Intimate and sexual relations can’t be a taboo subject because emotional and sexual health are important needs. Derek didn’t lose any of his rights when he went to a care home. And the manager should be keen to minimise the consequences of residential care on the marital relationship.

Living with and being cared for by others inevitably brings with it certain interferences not experienced in the family home. A duty of care to residents, for example; regulated care being another. Respecting the various interests of residents, care staff, and family members presents significant daily challenges for care homes.

Balancing sometimes competing rights and responsibilities can be expressed in various ways in English law. Human rights, civil law and criminal law all have something to say on the matter. Intimacy and sexual relations are the most private aspect of the right to respect for private life, guaranteed by Article 8 of the European Convention on Human Rights. Sexual freedom is important; but so too is one’s right to be free from sexual exploitation and abuse. And one of the mutual aims of both the civil and criminal law is to protect the vulnerable.

If Derek lacks the capacity to consent to sexual relations, the Mental Capacity Act 2005 and the Sexual Offences Act 2003 have the effect of rendering him asexual. No-one can consent on his behalf and intercourse with those lacking capacity to consent is a criminal offence. There are no spousal or other exceptions.

The judiciary tend to see decisions about sex and contact as separate decisions: Derek could have capacity to decide to have sex, but lack capacity to decide with whom he has it. The former focuses on the mechanics, sexual health risks, risk of pregnancy (if relevant), and the element of choice. Contact decisions, however, can be more complicated, and best-interest decisions are available if the person is unable to decide.
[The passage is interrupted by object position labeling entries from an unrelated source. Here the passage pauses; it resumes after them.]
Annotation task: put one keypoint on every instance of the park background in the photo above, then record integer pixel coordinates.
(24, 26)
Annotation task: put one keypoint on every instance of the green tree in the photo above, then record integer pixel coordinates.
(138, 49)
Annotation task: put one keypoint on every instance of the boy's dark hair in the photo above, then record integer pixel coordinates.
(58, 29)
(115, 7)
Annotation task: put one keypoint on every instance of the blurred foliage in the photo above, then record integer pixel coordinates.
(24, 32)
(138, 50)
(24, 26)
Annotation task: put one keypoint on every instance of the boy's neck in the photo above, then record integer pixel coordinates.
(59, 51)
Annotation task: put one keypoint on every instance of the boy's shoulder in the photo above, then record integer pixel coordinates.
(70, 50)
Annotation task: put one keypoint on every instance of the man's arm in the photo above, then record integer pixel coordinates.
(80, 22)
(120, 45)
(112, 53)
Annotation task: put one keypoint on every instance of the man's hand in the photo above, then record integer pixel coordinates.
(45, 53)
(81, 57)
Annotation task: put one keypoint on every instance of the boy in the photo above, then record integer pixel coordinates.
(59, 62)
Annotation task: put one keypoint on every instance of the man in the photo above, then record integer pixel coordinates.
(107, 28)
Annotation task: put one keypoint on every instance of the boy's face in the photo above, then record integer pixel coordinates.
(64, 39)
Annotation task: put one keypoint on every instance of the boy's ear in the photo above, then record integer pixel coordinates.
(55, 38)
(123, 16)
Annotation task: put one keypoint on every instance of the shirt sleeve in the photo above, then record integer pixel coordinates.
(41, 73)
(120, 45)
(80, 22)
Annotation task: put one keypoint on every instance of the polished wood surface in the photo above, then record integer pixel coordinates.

So if Derek had sexual capacity but lacked contact capacity, walking this judicial tightrope would mean that a judge could, if need be, regulate contact between the couple, but not interfere with what happens behind the bedroom door. However, whether it is right to separate these decisions is a legitimate question, as sex involves contact.

Simply talking about the ‘S’ word challenges the taboo. We need not be prudish about it – but we must be prudent. And the more we talk about it, the more ideas will flow to help inform the law so as to strike that balance between sexual freedom and being free from sexual exploitation.

Neil Allen, Barrister (Middle Temple) and Senior Lecturer in the University’s Department of Law.